Transcript-Level Metrics

1. Core Components

Certain Evidence Fraction:

CertainFrac[t] = unique_fraction[t] + unique_multimapper_fraction[t]

Reads with unambiguous genomic assignment (unique mappers + unique junction evidence from multi-mappers).

Uncertain Evidence Fraction:

UncertainFrac[t] = 1 - CertainFrac[t]

Reads requiring EM deconvolution (shared across multiple transcripts).

Ambiguous Fraction Distinguishability:

Dist_ambig[t] = Σ_classes( weight[C] × |allocation[t,C] - max_other[C]| )

How well transcript t was separated from competitors within the uncertain fraction.

2. Final Holistic Distinguishability Score

The user-facing reliability metric combining certain and uncertain evidence:

distinguishability_score[t] = (CertainFrac[t] × 1.0) + (UncertainFrac[t] × Dist_ambig[t])

Interpretation:

  • 1.0: Perfectly distinguishable (all evidence is certain).
  • 0.5–1.0: Moderately distinguishable.
  • 0.0–0.5: Highly ambiguous.

3. Assignment Entropy (Diagnostic)

Shannon entropy of read source distribution:

$ \text{entropy}[\text{t}] = -Σ\text{\_sources}( \text{p}[\text{source}] \times \text{log}₂(\text{p}[\text{source}]) ) \text{confidence\_score}[\text{t}] = 1 / (1 + \text{entropy}[\text{t}]) $

Where p[source] is the proportion of transcript t's count from each equivalence class.

Group-Level Metrics (Gene/TE Family)

For a group G with transcripts {t₁, ..., tₙ} and expression counts {c₁, ..., cₙ}:

1. Group Distinguishability

Expression-weighted average of transcript-level holistic scores:

group_distinguishability[G] = Σᵢ(cᵢ × distinguishability_score[tᵢ]) / Σᵢ(cᵢ)

Absolute score of total quantification ambiguity for the gene.

2. Inter-Group Competition

Expression-weighted fraction of ambiguity from external genes:

inter_group_competition[G] = Σᵢ(cᵢ × inter_gene_frac[tᵢ]) / Σᵢ(cᵢ)

Diagnostic value:

  • High (>0.5): "Contamination problem" — ambiguity from paralogs/pseudogenes.
  • Low (<0.5): "Complex splice" — ambiguity from isoform complexity within the gene.

3. Holistic Group External Distinguishability Score

The final, user-facing metric for filtering or weighting in downstream analyses.

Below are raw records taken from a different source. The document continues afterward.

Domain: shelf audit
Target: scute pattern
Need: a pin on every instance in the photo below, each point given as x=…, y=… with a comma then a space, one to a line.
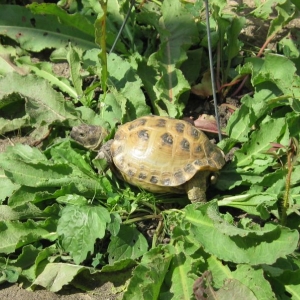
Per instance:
x=160, y=154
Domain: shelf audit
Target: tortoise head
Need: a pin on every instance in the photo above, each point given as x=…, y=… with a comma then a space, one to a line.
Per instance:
x=89, y=136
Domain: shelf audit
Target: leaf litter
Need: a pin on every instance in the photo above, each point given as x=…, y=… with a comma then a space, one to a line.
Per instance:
x=65, y=225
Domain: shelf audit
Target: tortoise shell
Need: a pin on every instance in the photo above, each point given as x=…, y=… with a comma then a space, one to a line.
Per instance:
x=161, y=154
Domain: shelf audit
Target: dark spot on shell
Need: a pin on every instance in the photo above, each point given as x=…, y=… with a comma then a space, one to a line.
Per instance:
x=166, y=182
x=198, y=162
x=185, y=145
x=142, y=176
x=198, y=149
x=179, y=127
x=130, y=173
x=118, y=150
x=93, y=141
x=161, y=123
x=189, y=168
x=179, y=177
x=153, y=179
x=195, y=133
x=119, y=162
x=137, y=123
x=143, y=134
x=167, y=138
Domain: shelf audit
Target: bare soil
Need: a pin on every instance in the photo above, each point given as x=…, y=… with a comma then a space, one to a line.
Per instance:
x=255, y=33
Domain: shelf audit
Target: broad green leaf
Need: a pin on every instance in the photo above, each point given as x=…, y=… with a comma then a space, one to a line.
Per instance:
x=25, y=211
x=252, y=204
x=126, y=87
x=14, y=234
x=39, y=172
x=128, y=243
x=44, y=70
x=265, y=9
x=149, y=275
x=74, y=228
x=74, y=57
x=178, y=279
x=27, y=194
x=9, y=273
x=286, y=12
x=219, y=271
x=233, y=44
x=270, y=242
x=234, y=289
x=56, y=275
x=7, y=187
x=260, y=141
x=35, y=33
x=43, y=104
x=76, y=20
x=255, y=280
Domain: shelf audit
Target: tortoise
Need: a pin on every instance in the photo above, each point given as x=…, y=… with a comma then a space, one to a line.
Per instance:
x=158, y=154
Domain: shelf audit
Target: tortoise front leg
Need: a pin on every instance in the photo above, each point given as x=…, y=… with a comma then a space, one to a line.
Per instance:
x=196, y=187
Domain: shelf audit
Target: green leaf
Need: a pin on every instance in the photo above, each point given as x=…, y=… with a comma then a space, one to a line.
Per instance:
x=126, y=88
x=44, y=70
x=255, y=280
x=38, y=172
x=76, y=20
x=148, y=276
x=270, y=242
x=7, y=187
x=56, y=275
x=35, y=33
x=43, y=104
x=73, y=57
x=178, y=279
x=260, y=142
x=14, y=235
x=129, y=243
x=74, y=228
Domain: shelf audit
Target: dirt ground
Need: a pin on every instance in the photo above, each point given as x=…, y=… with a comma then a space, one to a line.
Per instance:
x=253, y=33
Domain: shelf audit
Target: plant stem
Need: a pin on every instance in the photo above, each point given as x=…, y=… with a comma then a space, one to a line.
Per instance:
x=285, y=204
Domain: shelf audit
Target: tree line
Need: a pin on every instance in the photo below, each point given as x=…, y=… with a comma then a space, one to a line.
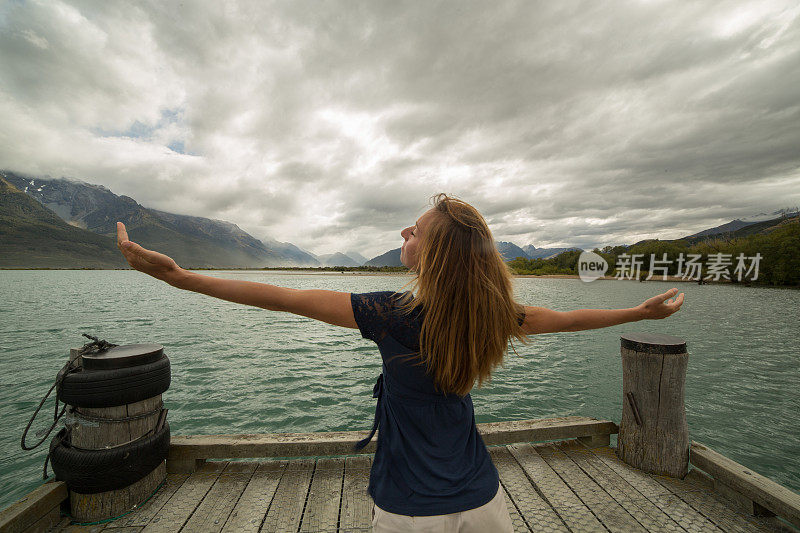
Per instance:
x=779, y=263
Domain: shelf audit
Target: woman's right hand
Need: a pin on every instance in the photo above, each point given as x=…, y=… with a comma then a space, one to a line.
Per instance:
x=152, y=263
x=661, y=306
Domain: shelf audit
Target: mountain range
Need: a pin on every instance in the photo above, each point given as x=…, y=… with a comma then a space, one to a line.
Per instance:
x=68, y=223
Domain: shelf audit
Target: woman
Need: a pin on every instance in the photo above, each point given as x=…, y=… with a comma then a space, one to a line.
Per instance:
x=431, y=470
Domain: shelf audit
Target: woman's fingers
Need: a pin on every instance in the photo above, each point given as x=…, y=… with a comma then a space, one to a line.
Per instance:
x=122, y=233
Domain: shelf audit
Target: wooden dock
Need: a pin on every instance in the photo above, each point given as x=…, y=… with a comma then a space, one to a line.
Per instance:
x=557, y=474
x=562, y=486
x=573, y=482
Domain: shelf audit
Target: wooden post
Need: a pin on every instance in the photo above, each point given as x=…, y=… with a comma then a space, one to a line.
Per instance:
x=653, y=434
x=102, y=427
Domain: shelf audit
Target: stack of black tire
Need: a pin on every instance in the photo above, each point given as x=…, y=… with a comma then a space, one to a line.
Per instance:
x=120, y=376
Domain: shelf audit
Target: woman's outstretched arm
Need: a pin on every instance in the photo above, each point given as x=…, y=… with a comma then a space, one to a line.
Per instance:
x=332, y=307
x=543, y=320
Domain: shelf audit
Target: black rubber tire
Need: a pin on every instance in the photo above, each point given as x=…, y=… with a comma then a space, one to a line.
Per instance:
x=93, y=471
x=109, y=388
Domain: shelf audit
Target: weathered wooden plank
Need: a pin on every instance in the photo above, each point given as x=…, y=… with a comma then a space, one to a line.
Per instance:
x=558, y=495
x=77, y=528
x=174, y=514
x=341, y=442
x=32, y=506
x=663, y=498
x=709, y=503
x=286, y=509
x=533, y=510
x=324, y=497
x=765, y=492
x=255, y=501
x=642, y=509
x=142, y=516
x=356, y=509
x=47, y=522
x=212, y=513
x=610, y=513
x=516, y=519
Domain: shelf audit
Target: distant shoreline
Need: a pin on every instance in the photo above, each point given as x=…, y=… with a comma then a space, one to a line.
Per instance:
x=314, y=272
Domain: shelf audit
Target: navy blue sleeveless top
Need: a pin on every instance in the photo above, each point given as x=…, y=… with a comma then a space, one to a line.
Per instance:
x=430, y=458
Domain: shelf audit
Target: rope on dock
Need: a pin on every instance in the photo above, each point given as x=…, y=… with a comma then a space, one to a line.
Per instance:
x=96, y=346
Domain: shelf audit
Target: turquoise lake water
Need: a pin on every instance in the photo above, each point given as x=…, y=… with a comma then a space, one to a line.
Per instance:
x=238, y=369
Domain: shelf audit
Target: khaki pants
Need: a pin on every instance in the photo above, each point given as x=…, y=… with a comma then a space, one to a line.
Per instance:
x=492, y=517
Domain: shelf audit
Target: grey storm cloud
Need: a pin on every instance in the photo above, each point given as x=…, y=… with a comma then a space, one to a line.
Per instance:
x=330, y=124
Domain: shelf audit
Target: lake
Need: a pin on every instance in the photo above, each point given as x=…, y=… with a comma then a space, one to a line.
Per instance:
x=238, y=369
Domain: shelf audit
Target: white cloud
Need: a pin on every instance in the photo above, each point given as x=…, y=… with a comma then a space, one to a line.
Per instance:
x=329, y=125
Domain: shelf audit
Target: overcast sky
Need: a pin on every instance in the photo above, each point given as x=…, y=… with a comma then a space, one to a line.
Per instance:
x=330, y=124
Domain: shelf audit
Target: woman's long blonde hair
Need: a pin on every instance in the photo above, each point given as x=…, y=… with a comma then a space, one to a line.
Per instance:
x=465, y=289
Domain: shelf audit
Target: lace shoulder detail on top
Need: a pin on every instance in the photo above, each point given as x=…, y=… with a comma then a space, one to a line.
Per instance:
x=373, y=312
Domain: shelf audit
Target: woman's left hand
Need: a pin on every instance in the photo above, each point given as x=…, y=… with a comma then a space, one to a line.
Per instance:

Synthesizes the total amount of ambiguity within a gene group with the source of that ambiguity (internal vs. external).

Formula:

holistic_group_external_distinguishability[G] =
    (Certain_Fraction × 1.0) + (Ambiguous_Fraction × Ambiguous_External_Distinguishability)

Components:

  • group_weighted_shared_fraction: expression-weighted average of the shared_read_fraction across transcripts — the proportion of the gene's count from ambiguous read classes requiring EM resolution.
  • group_total_abs_intergene_dist: expression-weighted average of ambiguous_fraction_abs_inter_dist — how well the ambiguous reads were distinguished from transcripts in other genes.

This score answers: "How much of this gene's quantification is potentially contaminated by reads from other genes?" A gene with complex internal splicing but no external competitors scores high (reliably quantified). A gene difficult to distinguish from a paralog scores low (potentially unreliable).

Score Range:

  • 1.0: Highly reliable (no ambiguity, or all ambiguity is internal to the gene).
  • 0.0: Highly unreliable (high ambiguity from external gene competition).